It’s a popular park in the heart of New Delhi for diplomats and babus who live in the vicinity, a short distance from Prime Minister Narendra Modi’s residence.

My 80+ mum was game about the picnic. She didn’t give much thought to whether the sun would come out or not, unlike all members below 80, but ensured that she was warmly clad.

The thing my brothers and I were most looking forward to on this picnic was flying kites, something we had not done for decades. After some effort and memory-jogging on how to tie the kanni (knot), we got the kites up.

 

My mind raced back to our government house in Pandara Road, also in New Delhi, and the hours we spent flying kites from our terrace as children.

At first, we couldn't catch the wind. Then slowly, the kites flew higher. Finally, I think our kites were soaring well beyond the stately Ashoka Hotel, a holdover from the Nehruvian era.

Family, sun and kite-flying, a pretty decent combination — all in all, a better winter Sunday than most in Delhi.

There were two dogs with us. Soon a third joined our two. They were having a ball, running around. Shortly, one of my brothers began chatting with the “master” of the third dog, who very clearly was a foreigner. Several offers of food were made but, leash in hand, he declined them.

If memory serves me right, he finally accepted something sweet, since the rest of us showed no signs of retreating with our offers.

The “master” was in no hurry, especially since the dogs continued to remain in frolic mode. Soon, it was my turn to begin talking to him. I think my brother had told him that I was a journalist.

He looked supremely fit and spoke English a little haltingly — it turned out all his English had been learned in India. Soon, it came out that he “worked” for the Italian Embassy.

Then he asked me what I thought about the Italian Marines’ case.

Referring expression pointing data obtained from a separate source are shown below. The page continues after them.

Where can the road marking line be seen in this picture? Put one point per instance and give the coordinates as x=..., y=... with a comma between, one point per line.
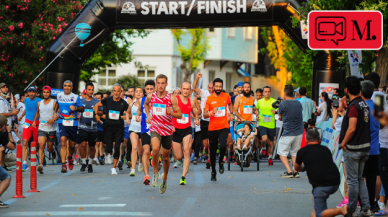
x=92, y=205
x=79, y=213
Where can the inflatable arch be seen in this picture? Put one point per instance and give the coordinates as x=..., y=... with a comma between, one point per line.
x=99, y=18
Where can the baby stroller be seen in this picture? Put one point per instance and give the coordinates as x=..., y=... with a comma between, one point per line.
x=244, y=157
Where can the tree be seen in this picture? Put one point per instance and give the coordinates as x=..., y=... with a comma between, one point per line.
x=28, y=27
x=129, y=81
x=194, y=52
x=370, y=59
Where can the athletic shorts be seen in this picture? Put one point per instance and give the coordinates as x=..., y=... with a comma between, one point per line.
x=270, y=133
x=179, y=134
x=164, y=140
x=100, y=136
x=69, y=131
x=28, y=130
x=49, y=135
x=145, y=139
x=138, y=133
x=88, y=136
x=287, y=144
x=204, y=129
x=126, y=133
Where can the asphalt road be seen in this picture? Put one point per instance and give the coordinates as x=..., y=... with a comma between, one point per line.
x=236, y=193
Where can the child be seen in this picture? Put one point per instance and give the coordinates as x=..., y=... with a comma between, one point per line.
x=246, y=136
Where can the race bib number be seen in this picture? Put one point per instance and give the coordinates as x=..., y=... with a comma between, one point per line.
x=114, y=115
x=267, y=118
x=88, y=113
x=184, y=119
x=220, y=112
x=159, y=109
x=68, y=123
x=45, y=124
x=248, y=109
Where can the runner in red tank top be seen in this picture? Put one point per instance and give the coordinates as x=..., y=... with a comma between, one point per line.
x=183, y=130
x=161, y=127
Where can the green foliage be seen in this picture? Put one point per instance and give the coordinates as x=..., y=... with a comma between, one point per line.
x=368, y=57
x=297, y=62
x=194, y=52
x=27, y=27
x=129, y=81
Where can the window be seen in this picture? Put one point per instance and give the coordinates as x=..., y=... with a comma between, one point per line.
x=107, y=77
x=212, y=75
x=228, y=86
x=231, y=32
x=248, y=32
x=145, y=74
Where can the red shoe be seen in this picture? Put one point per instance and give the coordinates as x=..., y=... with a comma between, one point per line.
x=146, y=180
x=64, y=168
x=270, y=162
x=70, y=162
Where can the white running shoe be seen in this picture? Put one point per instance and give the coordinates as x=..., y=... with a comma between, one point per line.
x=95, y=161
x=140, y=168
x=132, y=172
x=155, y=180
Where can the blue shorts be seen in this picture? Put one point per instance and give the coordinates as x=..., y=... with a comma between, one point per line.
x=4, y=175
x=69, y=132
x=126, y=133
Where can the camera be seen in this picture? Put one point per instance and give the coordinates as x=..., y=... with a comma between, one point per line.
x=276, y=104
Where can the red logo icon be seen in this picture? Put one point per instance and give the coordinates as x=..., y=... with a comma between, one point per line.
x=345, y=30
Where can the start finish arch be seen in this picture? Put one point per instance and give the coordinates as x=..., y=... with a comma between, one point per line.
x=99, y=18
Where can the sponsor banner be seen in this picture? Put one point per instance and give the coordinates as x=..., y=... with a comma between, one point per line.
x=134, y=11
x=328, y=88
x=345, y=30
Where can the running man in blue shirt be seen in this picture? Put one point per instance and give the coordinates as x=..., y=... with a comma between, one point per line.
x=69, y=104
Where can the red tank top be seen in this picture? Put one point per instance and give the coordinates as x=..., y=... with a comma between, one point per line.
x=160, y=121
x=185, y=122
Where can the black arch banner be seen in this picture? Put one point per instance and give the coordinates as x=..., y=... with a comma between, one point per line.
x=99, y=18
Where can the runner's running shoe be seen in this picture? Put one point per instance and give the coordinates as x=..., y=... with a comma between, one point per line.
x=163, y=186
x=83, y=167
x=113, y=170
x=25, y=168
x=270, y=162
x=146, y=180
x=64, y=168
x=70, y=161
x=40, y=169
x=183, y=181
x=90, y=168
x=132, y=172
x=155, y=180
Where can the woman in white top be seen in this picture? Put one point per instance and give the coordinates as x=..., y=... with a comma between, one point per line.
x=135, y=131
x=324, y=110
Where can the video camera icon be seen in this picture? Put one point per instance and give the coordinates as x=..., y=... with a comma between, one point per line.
x=330, y=28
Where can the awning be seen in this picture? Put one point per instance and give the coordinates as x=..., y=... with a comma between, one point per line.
x=242, y=72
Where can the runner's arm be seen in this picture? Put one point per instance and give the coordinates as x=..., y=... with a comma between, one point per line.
x=177, y=111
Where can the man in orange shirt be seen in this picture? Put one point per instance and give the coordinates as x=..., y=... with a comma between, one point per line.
x=216, y=109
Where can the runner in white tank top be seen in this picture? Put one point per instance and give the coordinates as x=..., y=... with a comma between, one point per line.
x=47, y=112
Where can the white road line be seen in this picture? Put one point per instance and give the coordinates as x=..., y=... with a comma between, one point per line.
x=78, y=213
x=92, y=205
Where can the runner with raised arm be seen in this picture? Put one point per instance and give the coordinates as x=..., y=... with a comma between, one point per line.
x=160, y=102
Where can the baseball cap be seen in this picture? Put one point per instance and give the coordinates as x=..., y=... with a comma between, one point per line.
x=3, y=84
x=3, y=121
x=47, y=88
x=33, y=88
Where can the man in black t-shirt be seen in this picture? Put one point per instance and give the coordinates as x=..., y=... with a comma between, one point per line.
x=322, y=173
x=114, y=122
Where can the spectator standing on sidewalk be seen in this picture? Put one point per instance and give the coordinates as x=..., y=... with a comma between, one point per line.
x=355, y=141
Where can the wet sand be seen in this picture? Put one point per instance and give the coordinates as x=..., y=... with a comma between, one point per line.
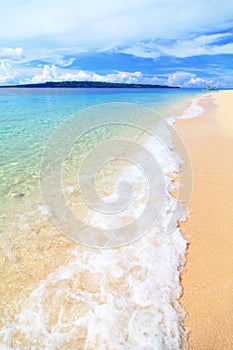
x=207, y=279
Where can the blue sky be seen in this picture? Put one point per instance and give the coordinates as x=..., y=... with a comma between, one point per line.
x=175, y=42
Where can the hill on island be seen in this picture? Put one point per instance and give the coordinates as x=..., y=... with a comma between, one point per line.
x=89, y=84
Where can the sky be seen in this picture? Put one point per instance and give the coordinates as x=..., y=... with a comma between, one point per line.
x=183, y=43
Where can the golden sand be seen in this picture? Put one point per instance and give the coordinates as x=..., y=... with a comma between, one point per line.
x=208, y=276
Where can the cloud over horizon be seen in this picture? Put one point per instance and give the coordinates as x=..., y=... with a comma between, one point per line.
x=155, y=38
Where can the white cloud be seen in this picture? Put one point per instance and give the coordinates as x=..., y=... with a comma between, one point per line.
x=53, y=73
x=8, y=53
x=196, y=46
x=99, y=25
x=7, y=75
x=185, y=79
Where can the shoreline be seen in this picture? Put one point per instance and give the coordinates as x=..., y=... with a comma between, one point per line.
x=207, y=279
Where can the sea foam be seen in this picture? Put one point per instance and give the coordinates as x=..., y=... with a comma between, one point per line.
x=123, y=298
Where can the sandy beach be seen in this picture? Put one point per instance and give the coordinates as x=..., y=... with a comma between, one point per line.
x=207, y=279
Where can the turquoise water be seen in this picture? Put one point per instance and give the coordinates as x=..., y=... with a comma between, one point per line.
x=55, y=293
x=28, y=117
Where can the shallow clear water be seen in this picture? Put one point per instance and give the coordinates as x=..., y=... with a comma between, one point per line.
x=57, y=294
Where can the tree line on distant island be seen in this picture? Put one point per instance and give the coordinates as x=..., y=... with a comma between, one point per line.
x=89, y=84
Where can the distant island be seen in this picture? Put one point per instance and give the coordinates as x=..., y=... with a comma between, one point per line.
x=89, y=84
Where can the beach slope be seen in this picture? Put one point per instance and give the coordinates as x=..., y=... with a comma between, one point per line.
x=208, y=276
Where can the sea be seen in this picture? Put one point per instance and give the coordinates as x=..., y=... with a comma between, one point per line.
x=91, y=196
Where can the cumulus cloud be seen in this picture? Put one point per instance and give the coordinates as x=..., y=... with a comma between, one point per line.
x=53, y=73
x=186, y=79
x=92, y=24
x=8, y=53
x=7, y=74
x=195, y=46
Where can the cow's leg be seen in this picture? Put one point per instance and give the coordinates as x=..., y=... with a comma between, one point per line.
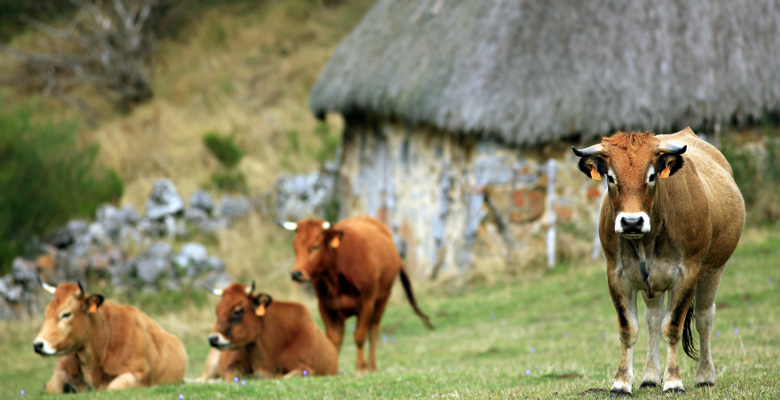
x=373, y=332
x=680, y=298
x=127, y=380
x=211, y=369
x=624, y=299
x=705, y=316
x=364, y=320
x=654, y=315
x=334, y=326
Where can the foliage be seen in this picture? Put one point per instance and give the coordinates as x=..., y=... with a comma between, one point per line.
x=224, y=148
x=756, y=167
x=547, y=337
x=46, y=179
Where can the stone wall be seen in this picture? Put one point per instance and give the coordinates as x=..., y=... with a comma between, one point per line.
x=457, y=204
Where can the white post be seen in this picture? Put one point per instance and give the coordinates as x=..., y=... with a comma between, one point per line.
x=551, y=209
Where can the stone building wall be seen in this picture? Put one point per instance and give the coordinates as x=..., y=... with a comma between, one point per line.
x=457, y=204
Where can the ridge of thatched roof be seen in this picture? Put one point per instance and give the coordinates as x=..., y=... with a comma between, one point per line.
x=529, y=72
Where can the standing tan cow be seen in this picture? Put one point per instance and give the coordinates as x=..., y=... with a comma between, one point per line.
x=352, y=267
x=671, y=219
x=257, y=336
x=104, y=345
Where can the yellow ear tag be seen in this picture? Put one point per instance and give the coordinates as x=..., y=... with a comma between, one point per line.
x=665, y=173
x=594, y=174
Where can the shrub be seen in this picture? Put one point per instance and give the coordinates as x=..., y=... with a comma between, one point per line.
x=46, y=180
x=224, y=148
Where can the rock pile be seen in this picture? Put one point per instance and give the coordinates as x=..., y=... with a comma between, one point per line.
x=104, y=249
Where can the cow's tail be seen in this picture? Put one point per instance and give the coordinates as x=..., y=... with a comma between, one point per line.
x=688, y=344
x=410, y=295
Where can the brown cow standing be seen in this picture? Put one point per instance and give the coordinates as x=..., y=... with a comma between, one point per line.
x=671, y=219
x=270, y=339
x=351, y=266
x=105, y=345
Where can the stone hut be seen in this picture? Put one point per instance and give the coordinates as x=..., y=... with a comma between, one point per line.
x=456, y=111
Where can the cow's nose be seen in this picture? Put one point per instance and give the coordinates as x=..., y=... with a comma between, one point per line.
x=632, y=224
x=297, y=276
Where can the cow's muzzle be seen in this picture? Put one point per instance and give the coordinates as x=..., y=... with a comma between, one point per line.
x=632, y=225
x=217, y=341
x=298, y=276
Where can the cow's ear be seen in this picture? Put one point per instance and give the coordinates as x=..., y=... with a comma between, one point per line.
x=333, y=237
x=260, y=303
x=591, y=162
x=92, y=303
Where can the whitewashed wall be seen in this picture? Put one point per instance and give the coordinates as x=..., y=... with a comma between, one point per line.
x=458, y=205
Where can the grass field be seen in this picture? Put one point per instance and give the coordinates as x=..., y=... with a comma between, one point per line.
x=551, y=337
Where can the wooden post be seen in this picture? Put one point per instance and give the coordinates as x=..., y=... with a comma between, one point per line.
x=551, y=208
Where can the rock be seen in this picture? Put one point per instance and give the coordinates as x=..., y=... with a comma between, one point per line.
x=201, y=199
x=231, y=208
x=300, y=195
x=164, y=200
x=24, y=273
x=151, y=265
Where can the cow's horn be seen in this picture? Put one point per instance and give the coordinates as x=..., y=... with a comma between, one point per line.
x=595, y=150
x=290, y=226
x=48, y=288
x=215, y=292
x=670, y=148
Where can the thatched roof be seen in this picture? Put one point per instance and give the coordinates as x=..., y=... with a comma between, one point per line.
x=529, y=72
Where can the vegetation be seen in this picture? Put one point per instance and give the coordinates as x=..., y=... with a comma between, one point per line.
x=46, y=179
x=549, y=337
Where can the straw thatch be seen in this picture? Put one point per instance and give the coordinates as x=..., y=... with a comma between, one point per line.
x=528, y=72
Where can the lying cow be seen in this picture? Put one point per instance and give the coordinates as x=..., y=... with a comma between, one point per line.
x=671, y=219
x=104, y=345
x=351, y=266
x=268, y=338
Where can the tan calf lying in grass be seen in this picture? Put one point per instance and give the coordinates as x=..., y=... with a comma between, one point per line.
x=105, y=345
x=258, y=336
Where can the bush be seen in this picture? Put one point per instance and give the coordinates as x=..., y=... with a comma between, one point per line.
x=224, y=148
x=46, y=180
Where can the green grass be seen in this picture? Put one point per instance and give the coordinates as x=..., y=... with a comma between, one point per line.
x=553, y=337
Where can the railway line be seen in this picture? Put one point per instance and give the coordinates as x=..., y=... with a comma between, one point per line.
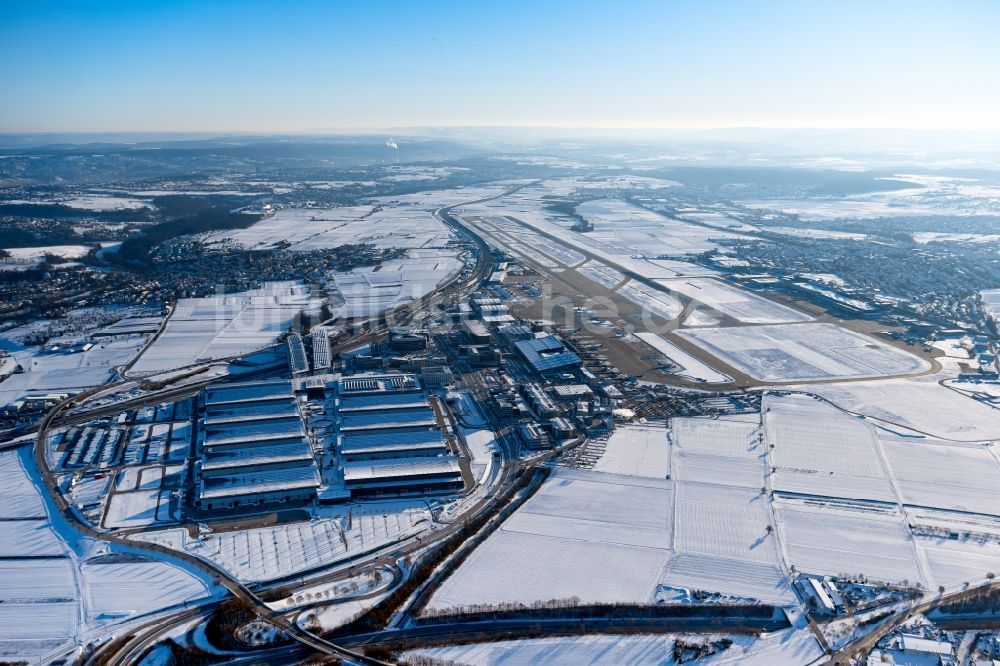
x=138, y=643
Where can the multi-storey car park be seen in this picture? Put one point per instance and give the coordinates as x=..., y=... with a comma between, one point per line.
x=277, y=485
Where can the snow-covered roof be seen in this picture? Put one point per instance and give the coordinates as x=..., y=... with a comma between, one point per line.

Given that my mind was elsewhere and the conversation something of a distraction, I trotted out the view that the law should take its course and the trial happen expeditiously. 

But four years had passed and the trial had not yet begun, he pointed out. Yes, said I, the trial should be concluded expeditiously, my head not fully in the conversation. The dogs, in particular, were quite an eye- and ear-ful.

And then, he left me stunned. 

I am Salvatore, he said in a matter-of-fact manner.

I still didn’t get it.

I am Salvatore, he repeated, one of the two Italian marines. 

Finally, I grasped what he was saying. Pulling myself together again, I was now way more interested in the conversation.

Salvatore Girone, one of the two Italian marines, who allegedly shot two fishermen dead in 2012, came across as a personable young man, who was obviously missing his family and friends. The other marine in the case, Massimiliano Latorre, is currently in Italy, reportedly for health reasons.

   

We chatted some more as he greeted other walkers in the park. Soon, we went our different ways. And there was little doubt in my mind that all he wanted was to get on with life.

One could not but wonder why there had been a delay in bringing the case to trial four years on; it has left a man yearning to just get out of detention, even if only into jail, something which was sad to see.

Of course, one must remember that India and Italy are embroiled in an international dispute over the marines’ shooting incident, which is also a political hot potato in Kerala.

I recalled writing a >piece for Outlook magazine in 2013 , soon after the Italian decision not to conform to the orders of the Indian Supreme Court. The umbrage in the article is evident.

Treating the Indian Supreme Court with disrespect is wrong. So is delaying the process of justice.